|Name||Walcott Primary School|
|Ofsted Inspection Rating||Good|
|Inspection Date||23 September 2014|
|Address||Pinfold Lane, Walcott, Lincoln, Lincolnshire, LN4 3SX|
|Religious Character||Does Not Apply|
|Number of Pupils||75 (52% boys 48% girls)|
|Number of Pupils per Teacher||14.8|
|Percentage Free School Meals||18.7%|
|Percentage English is Not First Language||0%|
Information about this school
This school is much smaller than the average-sized primary school. An average proportion of pupils are known to be eligible for the pupil premium, which provides additional funding for children in the care of the local authority and pupils known to be eligible for free school meals. Almost all pupils are White British. The proportion of disabled pupils and those who have special educational needs who are supported at school action is above average, while the proportion supported at school action plus and with a statement of special educational needs is below average. The school meets the government’s current floor standards, which are the minimum expectations for pupils’ attainment and progress. The school is part of a hard federation with Mrs Mary King’s Church of England Primary School. The two schools share a headteacher and a governing body.

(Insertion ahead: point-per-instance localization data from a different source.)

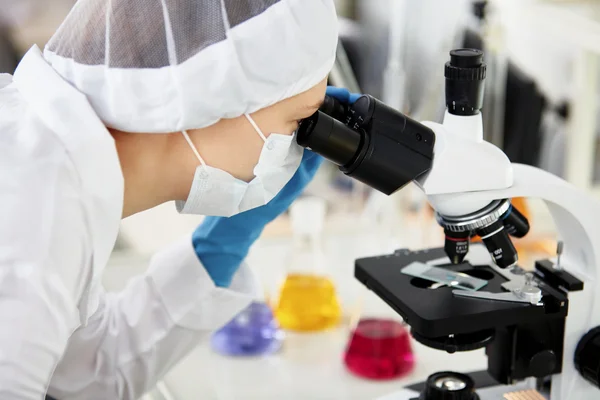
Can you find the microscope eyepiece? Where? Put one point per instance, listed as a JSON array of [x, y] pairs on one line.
[[465, 77], [330, 138], [370, 142]]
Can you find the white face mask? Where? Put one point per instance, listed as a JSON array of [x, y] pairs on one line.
[[215, 192]]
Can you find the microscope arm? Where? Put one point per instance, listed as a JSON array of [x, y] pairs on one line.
[[576, 216]]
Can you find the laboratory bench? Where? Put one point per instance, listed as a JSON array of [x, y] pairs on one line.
[[310, 365]]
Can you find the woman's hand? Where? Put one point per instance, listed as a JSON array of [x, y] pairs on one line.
[[222, 243]]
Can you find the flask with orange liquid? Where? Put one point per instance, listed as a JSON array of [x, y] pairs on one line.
[[307, 298]]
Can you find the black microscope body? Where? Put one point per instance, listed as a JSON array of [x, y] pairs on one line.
[[386, 150]]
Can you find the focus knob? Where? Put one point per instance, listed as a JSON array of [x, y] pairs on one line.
[[587, 356]]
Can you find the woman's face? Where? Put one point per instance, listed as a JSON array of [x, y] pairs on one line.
[[234, 146]]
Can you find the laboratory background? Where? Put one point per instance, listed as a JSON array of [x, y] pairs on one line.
[[325, 335]]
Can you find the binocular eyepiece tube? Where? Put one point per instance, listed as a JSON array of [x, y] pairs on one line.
[[370, 142]]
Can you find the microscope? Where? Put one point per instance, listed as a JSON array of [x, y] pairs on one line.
[[540, 329]]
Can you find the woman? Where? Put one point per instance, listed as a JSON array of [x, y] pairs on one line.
[[132, 104]]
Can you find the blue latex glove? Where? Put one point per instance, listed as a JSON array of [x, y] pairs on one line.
[[342, 94], [223, 243]]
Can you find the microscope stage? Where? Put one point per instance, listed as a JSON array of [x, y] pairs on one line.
[[434, 313]]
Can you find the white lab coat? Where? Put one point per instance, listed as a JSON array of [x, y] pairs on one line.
[[61, 198]]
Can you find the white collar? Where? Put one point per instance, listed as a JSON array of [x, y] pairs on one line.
[[67, 113]]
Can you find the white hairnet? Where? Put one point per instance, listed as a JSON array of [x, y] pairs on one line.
[[161, 66]]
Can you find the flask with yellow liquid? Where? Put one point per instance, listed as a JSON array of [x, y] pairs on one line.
[[307, 299]]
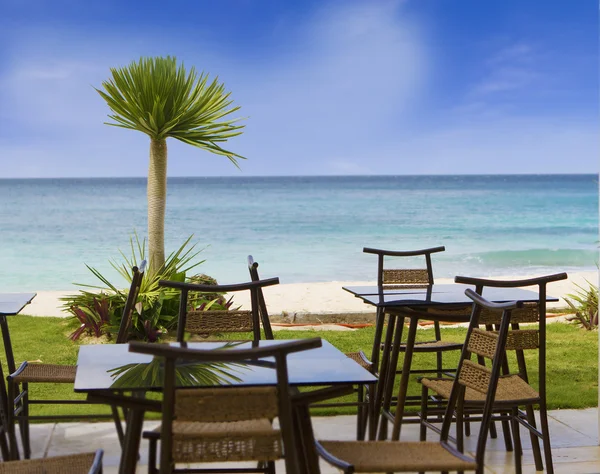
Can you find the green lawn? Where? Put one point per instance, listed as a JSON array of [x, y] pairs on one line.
[[572, 355]]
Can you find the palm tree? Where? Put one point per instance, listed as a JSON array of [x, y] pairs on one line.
[[159, 98]]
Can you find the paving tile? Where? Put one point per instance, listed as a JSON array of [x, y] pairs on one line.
[[575, 448]]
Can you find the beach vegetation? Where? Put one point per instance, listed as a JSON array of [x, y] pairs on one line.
[[159, 97], [99, 307], [584, 305]]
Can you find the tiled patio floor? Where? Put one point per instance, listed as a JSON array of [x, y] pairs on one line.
[[574, 441]]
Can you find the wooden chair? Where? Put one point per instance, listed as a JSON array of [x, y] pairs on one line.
[[514, 390], [206, 323], [204, 425], [390, 277], [359, 357], [20, 379], [85, 463], [445, 455]]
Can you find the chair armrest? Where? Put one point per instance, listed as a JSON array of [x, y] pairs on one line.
[[18, 372], [331, 459]]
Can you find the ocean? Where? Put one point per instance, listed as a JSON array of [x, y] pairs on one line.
[[301, 229]]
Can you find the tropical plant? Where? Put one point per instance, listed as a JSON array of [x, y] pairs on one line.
[[158, 97], [101, 306], [584, 304]]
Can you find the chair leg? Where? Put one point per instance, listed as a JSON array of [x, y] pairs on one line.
[[506, 432], [423, 417], [24, 423], [152, 456], [118, 425], [10, 421], [546, 437], [535, 442], [361, 415], [518, 451]]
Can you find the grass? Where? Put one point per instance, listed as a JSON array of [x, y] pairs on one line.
[[572, 359]]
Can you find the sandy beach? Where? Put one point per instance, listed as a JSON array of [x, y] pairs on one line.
[[312, 301]]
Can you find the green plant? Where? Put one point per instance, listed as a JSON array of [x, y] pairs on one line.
[[158, 97], [156, 308], [584, 303]]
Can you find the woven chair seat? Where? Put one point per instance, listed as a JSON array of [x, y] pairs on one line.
[[360, 359], [250, 440], [396, 456], [72, 464], [50, 373], [511, 388]]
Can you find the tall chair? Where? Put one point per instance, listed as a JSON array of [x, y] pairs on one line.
[[445, 455], [19, 381], [209, 323], [227, 424], [205, 323], [392, 277], [359, 357], [514, 390]]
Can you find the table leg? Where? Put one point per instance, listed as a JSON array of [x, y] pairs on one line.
[[390, 377], [133, 435], [383, 376], [410, 344]]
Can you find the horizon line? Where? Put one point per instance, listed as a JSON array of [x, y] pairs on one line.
[[303, 176]]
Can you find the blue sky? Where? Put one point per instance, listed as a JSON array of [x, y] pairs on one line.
[[328, 87]]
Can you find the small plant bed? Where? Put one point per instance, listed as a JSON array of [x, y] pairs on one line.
[[571, 355]]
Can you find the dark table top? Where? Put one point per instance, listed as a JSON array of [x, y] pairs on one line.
[[448, 294], [13, 303], [325, 365]]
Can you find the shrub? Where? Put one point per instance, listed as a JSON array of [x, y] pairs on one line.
[[100, 309], [584, 304]]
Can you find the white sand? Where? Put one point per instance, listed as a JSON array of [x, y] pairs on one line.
[[309, 298]]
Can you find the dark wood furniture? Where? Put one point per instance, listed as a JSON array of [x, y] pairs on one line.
[[228, 424], [514, 389], [362, 402], [445, 455], [11, 304], [321, 367], [203, 322], [206, 323], [402, 304], [19, 381], [90, 463]]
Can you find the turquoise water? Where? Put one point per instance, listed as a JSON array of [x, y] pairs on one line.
[[302, 228]]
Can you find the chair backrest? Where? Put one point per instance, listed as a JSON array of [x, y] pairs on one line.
[[404, 277], [486, 344], [251, 403], [134, 289], [262, 306], [521, 339], [209, 322]]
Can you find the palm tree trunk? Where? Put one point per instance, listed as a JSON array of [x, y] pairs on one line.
[[157, 200]]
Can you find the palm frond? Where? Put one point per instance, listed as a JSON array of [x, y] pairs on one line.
[[160, 98]]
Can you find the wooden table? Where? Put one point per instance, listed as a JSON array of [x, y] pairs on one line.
[[325, 366], [405, 303], [11, 304]]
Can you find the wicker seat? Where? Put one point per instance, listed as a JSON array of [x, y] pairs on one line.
[[85, 463], [513, 390], [222, 425], [19, 395], [403, 279], [444, 456], [225, 424]]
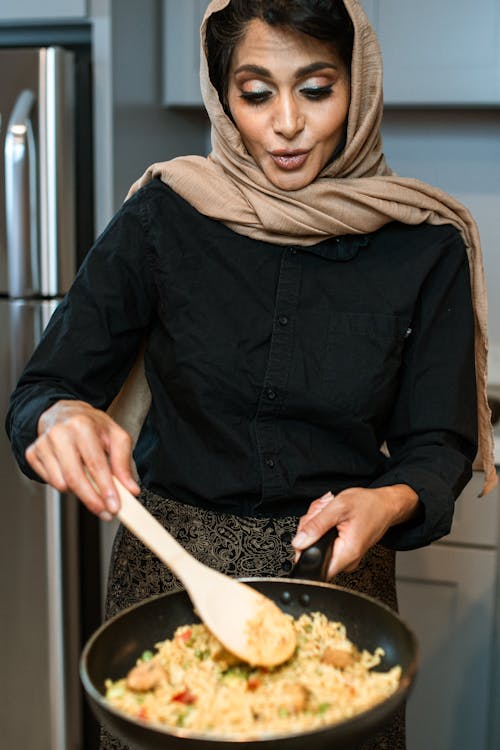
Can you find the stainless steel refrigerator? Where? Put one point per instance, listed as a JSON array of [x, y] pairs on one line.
[[49, 567]]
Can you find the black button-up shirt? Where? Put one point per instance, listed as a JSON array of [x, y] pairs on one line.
[[276, 372]]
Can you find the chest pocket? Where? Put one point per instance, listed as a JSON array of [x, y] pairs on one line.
[[363, 360]]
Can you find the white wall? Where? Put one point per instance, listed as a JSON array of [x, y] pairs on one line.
[[458, 151]]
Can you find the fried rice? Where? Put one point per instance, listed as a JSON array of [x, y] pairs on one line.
[[192, 682]]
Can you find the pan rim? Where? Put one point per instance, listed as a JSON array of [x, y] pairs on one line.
[[395, 698]]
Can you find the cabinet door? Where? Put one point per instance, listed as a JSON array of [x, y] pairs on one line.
[[36, 10], [439, 53], [181, 52], [447, 594]]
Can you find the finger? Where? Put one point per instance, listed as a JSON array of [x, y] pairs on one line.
[[43, 461], [77, 481], [315, 508], [345, 558], [120, 459], [96, 465], [316, 526]]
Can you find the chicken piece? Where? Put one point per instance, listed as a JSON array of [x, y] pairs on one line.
[[225, 659], [293, 697], [146, 676], [339, 658]]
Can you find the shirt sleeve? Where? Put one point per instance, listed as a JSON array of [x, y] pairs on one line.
[[432, 435], [92, 338]]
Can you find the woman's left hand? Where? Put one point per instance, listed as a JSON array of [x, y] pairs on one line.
[[362, 517]]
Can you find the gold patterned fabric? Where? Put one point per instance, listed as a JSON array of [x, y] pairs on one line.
[[240, 547]]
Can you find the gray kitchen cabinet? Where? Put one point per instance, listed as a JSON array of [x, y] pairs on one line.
[[181, 52], [444, 53], [36, 10], [448, 595]]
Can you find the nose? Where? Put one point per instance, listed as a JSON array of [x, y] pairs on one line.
[[288, 119]]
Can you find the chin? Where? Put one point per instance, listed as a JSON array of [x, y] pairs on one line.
[[290, 181]]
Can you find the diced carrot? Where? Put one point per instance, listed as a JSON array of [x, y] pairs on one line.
[[185, 696]]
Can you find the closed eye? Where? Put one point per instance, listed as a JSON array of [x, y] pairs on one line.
[[317, 92], [255, 97]]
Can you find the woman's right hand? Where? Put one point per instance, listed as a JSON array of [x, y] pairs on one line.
[[78, 449]]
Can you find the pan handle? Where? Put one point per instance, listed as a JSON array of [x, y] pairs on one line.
[[313, 562]]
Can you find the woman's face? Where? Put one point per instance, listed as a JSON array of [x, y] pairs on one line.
[[289, 97]]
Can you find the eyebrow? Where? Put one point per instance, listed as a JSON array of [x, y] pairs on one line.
[[300, 73]]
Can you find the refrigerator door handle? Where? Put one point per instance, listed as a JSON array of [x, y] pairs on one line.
[[21, 199]]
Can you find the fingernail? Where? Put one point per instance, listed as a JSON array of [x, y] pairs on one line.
[[112, 504], [301, 539]]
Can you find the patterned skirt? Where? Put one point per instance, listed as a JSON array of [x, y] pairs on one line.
[[240, 547]]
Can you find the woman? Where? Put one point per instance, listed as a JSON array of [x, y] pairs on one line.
[[301, 306]]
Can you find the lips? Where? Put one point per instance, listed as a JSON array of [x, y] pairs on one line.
[[289, 160]]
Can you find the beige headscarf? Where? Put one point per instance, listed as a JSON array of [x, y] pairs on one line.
[[357, 193]]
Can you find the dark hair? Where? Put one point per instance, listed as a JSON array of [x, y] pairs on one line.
[[326, 20]]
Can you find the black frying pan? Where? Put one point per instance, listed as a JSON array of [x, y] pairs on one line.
[[115, 647]]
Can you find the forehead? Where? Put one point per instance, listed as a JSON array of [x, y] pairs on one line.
[[271, 46]]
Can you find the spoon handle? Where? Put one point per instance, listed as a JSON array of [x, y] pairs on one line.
[[312, 564], [140, 522]]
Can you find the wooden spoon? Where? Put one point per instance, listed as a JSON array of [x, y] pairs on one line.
[[245, 621]]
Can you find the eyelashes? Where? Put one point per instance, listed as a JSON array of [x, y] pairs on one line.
[[313, 93]]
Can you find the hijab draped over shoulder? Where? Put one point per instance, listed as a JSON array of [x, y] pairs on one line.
[[356, 193]]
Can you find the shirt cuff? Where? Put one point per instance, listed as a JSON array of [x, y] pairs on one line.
[[434, 517]]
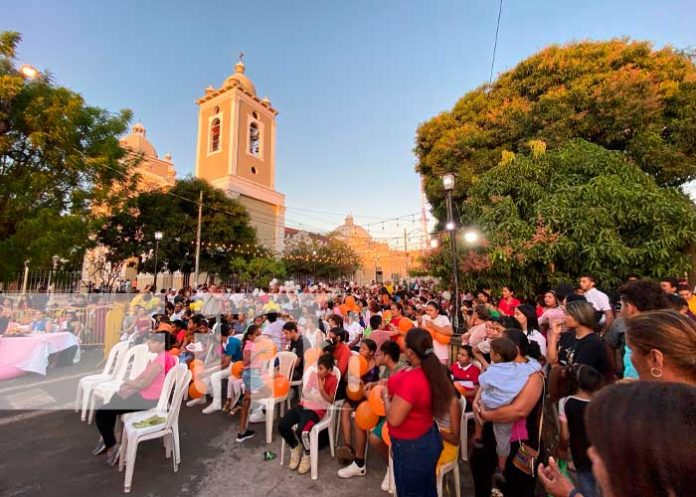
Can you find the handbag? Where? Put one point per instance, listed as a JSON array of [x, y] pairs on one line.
[[526, 456]]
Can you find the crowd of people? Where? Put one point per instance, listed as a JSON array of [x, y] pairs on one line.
[[608, 379]]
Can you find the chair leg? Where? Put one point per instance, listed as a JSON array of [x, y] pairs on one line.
[[270, 411], [457, 484], [130, 464], [314, 453]]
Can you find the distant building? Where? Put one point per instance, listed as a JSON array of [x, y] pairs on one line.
[[236, 152]]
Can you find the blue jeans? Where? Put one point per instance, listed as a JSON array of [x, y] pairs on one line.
[[415, 462]]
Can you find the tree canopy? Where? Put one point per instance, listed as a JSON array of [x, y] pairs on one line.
[[620, 94], [128, 231], [547, 217], [59, 157]]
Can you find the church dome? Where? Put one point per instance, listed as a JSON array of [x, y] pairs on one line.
[[137, 142], [350, 230], [240, 78]]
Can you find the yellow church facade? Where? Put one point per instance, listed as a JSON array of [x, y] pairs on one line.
[[235, 152]]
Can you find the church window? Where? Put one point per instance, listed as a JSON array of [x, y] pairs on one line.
[[215, 135], [254, 139]]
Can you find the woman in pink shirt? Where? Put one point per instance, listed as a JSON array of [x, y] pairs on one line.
[[138, 394]]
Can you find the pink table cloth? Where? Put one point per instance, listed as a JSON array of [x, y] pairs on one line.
[[20, 355]]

Summary of key findings for parents and pupils
This is a good school. The headteacher, well supported by the governing body, has brought about improvements in the marking of pupils’ work, in teaching and in pupils’ achievement. Clear ideas for further improvement have been identified and the school is well placed to achieve its goals. Teachers successfully work together in the federation to share ideas, resources and expertise. Staff feel valued and are well supported by good leaders and managers. Pupils achieve well because they are keen to learn and are taught well. Teachers are knowledgeable, make good use of varied resources including information and communication technology and manage their classes very effectively. Pupils behave well, attend school regularly and show kindness and respect to each other, to staff and to visitors. Children enter the Reception class with skills in communication, literacy and numeracy which are often below those typical for their age. They quickly become confident learners, settle into school routines and make good progress. Pupils continue to make good progress as they move through the school and usually reach average standards in tests at the end of Year 6. Pupils’ spiritual, moral, social and cultural development is promoted well. Pupils are well prepared for the next stage of their education and for life in modern Britain. It is not yet an outstanding school because : Work is not always sufficiently demanding for all pupils to enable them to make really rapid progress. Test results in writing are a little below those in other subjects. The language and reading skills of some pupils, particularly in the Early Years Foundation Stage, need further development for them to become even more confident writers. The school website does not meet requirements and is not sufficiently up to date to keep all users fully informed about the school’s work. The school has yet to develop and implement new ways of checking how well pupils are doing following the removal of national curriculum levels.